Tale metodologia, applicabile a qualsiasi tipologia di organizzazione, è disciplinata a livello nazionale dalla UNI EN ISO 14044:2021 e si articola nelle seguenti quattro fasi:
- Definizione degli obiettivi e motivazioni che richiedono un'analisi LCA. In quesa fase vengono definite le metodologie, il perimetro operativo oggetto della valutazione, e i modelli LCA impiegati.
- Life Cycle Inventory, dedicata alla raccolta dei dati in ingresso (quali, ad esempio, materie prime ed energia) e in uscita (quali, ad esempio, emissioni in aria, acqua e suolo, inclusa la generazione di rifiuti) relativi al sistema oggetto di analisi.
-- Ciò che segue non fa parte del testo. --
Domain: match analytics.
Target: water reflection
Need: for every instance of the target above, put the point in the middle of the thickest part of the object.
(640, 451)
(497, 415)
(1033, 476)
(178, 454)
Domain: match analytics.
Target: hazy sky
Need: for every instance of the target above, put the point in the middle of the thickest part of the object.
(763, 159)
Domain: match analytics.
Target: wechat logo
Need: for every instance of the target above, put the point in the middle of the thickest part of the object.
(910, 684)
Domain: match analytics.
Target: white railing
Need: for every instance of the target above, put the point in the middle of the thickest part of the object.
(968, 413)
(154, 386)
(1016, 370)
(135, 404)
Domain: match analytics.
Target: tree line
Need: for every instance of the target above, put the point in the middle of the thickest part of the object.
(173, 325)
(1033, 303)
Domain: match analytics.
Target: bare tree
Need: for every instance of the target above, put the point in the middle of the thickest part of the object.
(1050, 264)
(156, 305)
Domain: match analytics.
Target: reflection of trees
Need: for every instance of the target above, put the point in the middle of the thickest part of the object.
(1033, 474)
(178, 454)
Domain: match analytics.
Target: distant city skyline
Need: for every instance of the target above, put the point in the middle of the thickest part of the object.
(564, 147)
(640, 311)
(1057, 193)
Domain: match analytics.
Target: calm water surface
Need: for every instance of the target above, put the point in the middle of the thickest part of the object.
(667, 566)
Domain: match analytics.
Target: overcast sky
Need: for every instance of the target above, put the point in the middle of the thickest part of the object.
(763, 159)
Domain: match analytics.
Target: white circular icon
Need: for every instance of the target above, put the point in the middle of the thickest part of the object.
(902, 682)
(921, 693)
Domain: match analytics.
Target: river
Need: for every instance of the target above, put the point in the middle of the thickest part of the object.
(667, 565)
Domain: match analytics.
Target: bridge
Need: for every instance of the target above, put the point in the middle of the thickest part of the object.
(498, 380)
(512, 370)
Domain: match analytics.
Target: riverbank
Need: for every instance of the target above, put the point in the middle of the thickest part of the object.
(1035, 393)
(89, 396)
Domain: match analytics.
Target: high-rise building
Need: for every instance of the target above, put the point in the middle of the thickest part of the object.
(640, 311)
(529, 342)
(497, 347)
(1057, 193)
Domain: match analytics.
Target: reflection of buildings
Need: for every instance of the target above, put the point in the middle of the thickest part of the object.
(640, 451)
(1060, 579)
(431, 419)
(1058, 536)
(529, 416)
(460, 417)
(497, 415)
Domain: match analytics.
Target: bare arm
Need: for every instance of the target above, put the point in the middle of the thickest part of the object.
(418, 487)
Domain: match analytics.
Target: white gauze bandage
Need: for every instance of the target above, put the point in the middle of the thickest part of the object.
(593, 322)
- Life Cycle Impact Assessment, in cui vengono valutate le prestazioni ambientali del prodotto e/o serizio sulla base dei risutati emersi dal LCI attraverso 4 sottofasi: 3.1 classificazione di input/output alla categoria di impatto pertinente; 3.2 calcolo dell'entità del contributo di ciascun input e output classificato alle rispettive categorie di impatto e all'aggregazione dei contributi all'interno di ciascuna categoria; 3.3 normalizzazione dei risultati affinchè siano confrontabili fra le categorie di impatto; 3.4 applicazione dei fattori di ponderazione che riflettono l'importanza relativa percepita delle categorie di impatto del ciclo di vita considerate.
- Interpretazione dei risultati, ossia la fase conclusiva dedicata all'analisi critica degli esiti emersi, comprensiva dei controlli di completezza, sensibilità e coerenza.
Conclusioni
L'evoluzione normativa in materia ambientale e la crescente sensibilità del mercato verso criteri ESG di comprovata solidità rendono indispensabile un'attenzione sempre più rigorosa verso i fenomeni di greenwashing, in particolare le pratiche di carbon washing. Alla luce di questa esigenza, il CNDCEC e la FNC promuovono un approccio strategico e integrato, incoraggiando le aziende ad adottare la metodologia LCA come standard scientifico per la quantificazione dell'impatto ambientale, affiancandola all'integrazione del Carbon Management Accounting (CMA) nei sistemi contabili e all'implementazione di soluzioni tecnologiche avanzate, come l'Internet of Things e l'Edge Computing. Questo percorso, che coniuga rigore metodologico, integrazione contabile e innovazione digitale, rappresenta la base per costruire dichiarazioni ambientali credibili, mitigare i rischi reputazionali e legali e guidare una transizione ecologica trasparente.